Et pourtant, si les gens innovent, ce n’est pas pour profiter de la vente des créations qu’ils imaginent que pour bénéficier de leurs usages ! Bien souvent, les études montrent qu’ils offrent leurs créations à des producteurs parce qu’ils souhaitent que leurs innovations soient produites, rappelle le chercheur.


Il n’y a pas d’innovation sans collaboration ouverte


Des communautés d’utilisateurs se mettent désormais à concurrencer les producteurs. Eric von HIPPEL prend l’exemple du kitesurfing, un marché complètement créé par les utilisateurs. Dès que le marché a commencé à exister, les producteurs ont tenté de prendre la place des utilisateurs… Mais ceux-ci ont continué à publier leurs modèles sur l’internet, tant et si bien que les producteurs ont finalement accepté de laisser les utilisateurs concevoir les modèles et se sont concentré sur la production industrielle.
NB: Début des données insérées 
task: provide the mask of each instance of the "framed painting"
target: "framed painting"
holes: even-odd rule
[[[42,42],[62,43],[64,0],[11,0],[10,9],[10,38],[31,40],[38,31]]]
Et les utilisateurs ne se sont pas laissé enfermer dans les couleurs et les formes des modèles, mais travaillent, de manière très collaborative, sur l’aérodynamisme des planches et des voiles… En fait, estime Eric von HIPPEL, il n’y a pas d’innovation sans collaboration. « Les opportunités d’innovations s’accroissent par la collaboration ». Les utilisateurs innovent bien souvent à la marge du producteur. L’exemple de patients souffrant de sclérose latérale amyotrophique est lui aussi très parlant : ils se sont mis à fabriquer leurs propres médicaments, frustrés par le trop lent développement clinique de médicaments adaptés à leur maladie, alors qu’eux n’ont pas le luxe de pouvoir attendre !


Les politiques d’innovation doivent favoriser la collaboration entre utilisateurs et producteurs, y compris dans le secteur médico-social


L’innovation des producteurs n’existerait pas sans celle des utilisateurs et notamment sans la diffusion de pair à pair qui permet à ceux-ci d’innover et d’améliorer leurs innovations mutuellement. Il y a un canal de diffusion par les utilisateurs qui concurrence et complète aujourd’hui les canaux de diffusion professionnels.

Avec l’internet, l’Open Source, l’impression 3D…, les utilisateurs partagent de plus en plus de choses : des objets, des dessins, des plans… Le passage d’une idée au produit semble se réduire toujours plus et devenir toujours plus accessible. Le coût de l’innovation ne cesse de se démocratiser. Mais il faut toujours se souvenir que l’innovation vient des gens plus que des organisations.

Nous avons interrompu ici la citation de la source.